Though menstrual health has been recognised as a multifaceted issue, low prioritisation is one of the barriers resulting in under-resourced allocation and investment. To address the problems, there is an urgent need for national and regional collective efforts, including governmental coordination, investment and stakeholders’ involvement, which will pave the way for addressing menstruation stigmas and generating evidence to inform policies and interventions, especially context-specific data and systematic monitoring, evaluation and learning from policy implementation.
Within Southeast Asia and Taiwan, current menstrual health-related policies mainly focus on the menstruation of students in schools and employees in formal sectors, which has left out the most marginalised populations regarding menstrual health. Ongoing and future efforts need to seek the inclusion of marginalised groups, including gender-diverse and sexuality-diverse people, people who menstruate out-of-school contexts, people with disabilities, and migrants in menstruation narratives, research, interventions and policy development with intersectionality and gender-transformative lenses; especially in relevant laws and policies to promote menstrual products accessibility as well as in humanitarian and special conditions, where menstrual health has been overlooked.
Moreover, while ensuring access to menstrual products is essential, period equity is more complex and intersectional than providing products alone.
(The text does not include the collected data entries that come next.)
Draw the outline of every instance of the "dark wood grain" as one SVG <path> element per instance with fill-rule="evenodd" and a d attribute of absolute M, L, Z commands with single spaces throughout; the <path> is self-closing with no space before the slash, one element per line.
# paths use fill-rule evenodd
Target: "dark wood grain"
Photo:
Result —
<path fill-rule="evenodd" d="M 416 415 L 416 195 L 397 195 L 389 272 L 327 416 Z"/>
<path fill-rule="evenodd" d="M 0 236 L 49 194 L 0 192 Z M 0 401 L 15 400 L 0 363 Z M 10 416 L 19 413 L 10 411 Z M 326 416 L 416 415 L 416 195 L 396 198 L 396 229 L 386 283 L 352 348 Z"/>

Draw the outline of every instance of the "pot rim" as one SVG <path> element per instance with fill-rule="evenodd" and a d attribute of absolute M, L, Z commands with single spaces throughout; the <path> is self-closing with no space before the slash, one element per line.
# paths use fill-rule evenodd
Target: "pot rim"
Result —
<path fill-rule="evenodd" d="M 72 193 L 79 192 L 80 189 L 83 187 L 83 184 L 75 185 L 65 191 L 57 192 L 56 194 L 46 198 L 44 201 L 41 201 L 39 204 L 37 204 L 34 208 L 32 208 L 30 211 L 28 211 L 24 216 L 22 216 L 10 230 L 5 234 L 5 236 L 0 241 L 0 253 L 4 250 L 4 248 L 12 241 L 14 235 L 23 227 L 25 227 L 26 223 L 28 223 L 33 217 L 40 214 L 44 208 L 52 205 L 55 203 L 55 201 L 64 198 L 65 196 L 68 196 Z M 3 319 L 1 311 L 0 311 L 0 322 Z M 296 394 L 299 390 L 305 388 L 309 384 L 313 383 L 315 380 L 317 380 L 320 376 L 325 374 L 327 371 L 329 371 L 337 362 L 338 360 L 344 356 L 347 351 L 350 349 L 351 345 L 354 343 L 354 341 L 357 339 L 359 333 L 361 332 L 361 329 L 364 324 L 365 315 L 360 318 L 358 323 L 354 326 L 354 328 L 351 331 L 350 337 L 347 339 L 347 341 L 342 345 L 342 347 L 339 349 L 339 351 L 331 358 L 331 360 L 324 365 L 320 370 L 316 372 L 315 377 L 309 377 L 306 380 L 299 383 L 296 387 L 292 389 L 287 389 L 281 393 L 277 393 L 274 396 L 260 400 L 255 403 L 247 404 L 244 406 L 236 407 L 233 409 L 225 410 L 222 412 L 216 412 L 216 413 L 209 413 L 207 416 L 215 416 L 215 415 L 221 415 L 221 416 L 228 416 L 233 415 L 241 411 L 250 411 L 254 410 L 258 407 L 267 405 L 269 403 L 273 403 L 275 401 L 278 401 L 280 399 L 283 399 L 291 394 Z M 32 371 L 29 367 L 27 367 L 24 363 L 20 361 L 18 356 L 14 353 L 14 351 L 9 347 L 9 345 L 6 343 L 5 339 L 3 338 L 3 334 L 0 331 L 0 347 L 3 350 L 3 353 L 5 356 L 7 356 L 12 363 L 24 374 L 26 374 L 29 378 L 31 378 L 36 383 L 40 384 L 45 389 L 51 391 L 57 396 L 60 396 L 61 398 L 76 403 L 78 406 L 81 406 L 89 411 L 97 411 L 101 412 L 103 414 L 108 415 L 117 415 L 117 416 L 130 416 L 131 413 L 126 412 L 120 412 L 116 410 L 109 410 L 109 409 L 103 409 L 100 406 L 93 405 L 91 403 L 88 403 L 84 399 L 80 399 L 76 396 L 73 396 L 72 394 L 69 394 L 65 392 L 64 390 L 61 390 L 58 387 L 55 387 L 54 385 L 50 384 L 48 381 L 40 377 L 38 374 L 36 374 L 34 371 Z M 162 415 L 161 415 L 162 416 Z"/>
Areas yet to be done include the intersectionality of period stigma and the effective implementation of menstrual leave; the importance of comprehensive and inclusive menstrual education curriculums and the access to complementary training and resources for educators and carers; long-term research and evaluation on the impact of policies, etc.
These policy changes across Southeast Asia and Taiwan exemplified the emerging progress in the region and are critical milestones that we should celebrate and recognise. However, critical voices from researchers and activists highlighting the multifaceted nature of menstrual health should also be considered when moving towards the following steps – this is the only way to march towards a menstrual justice world together.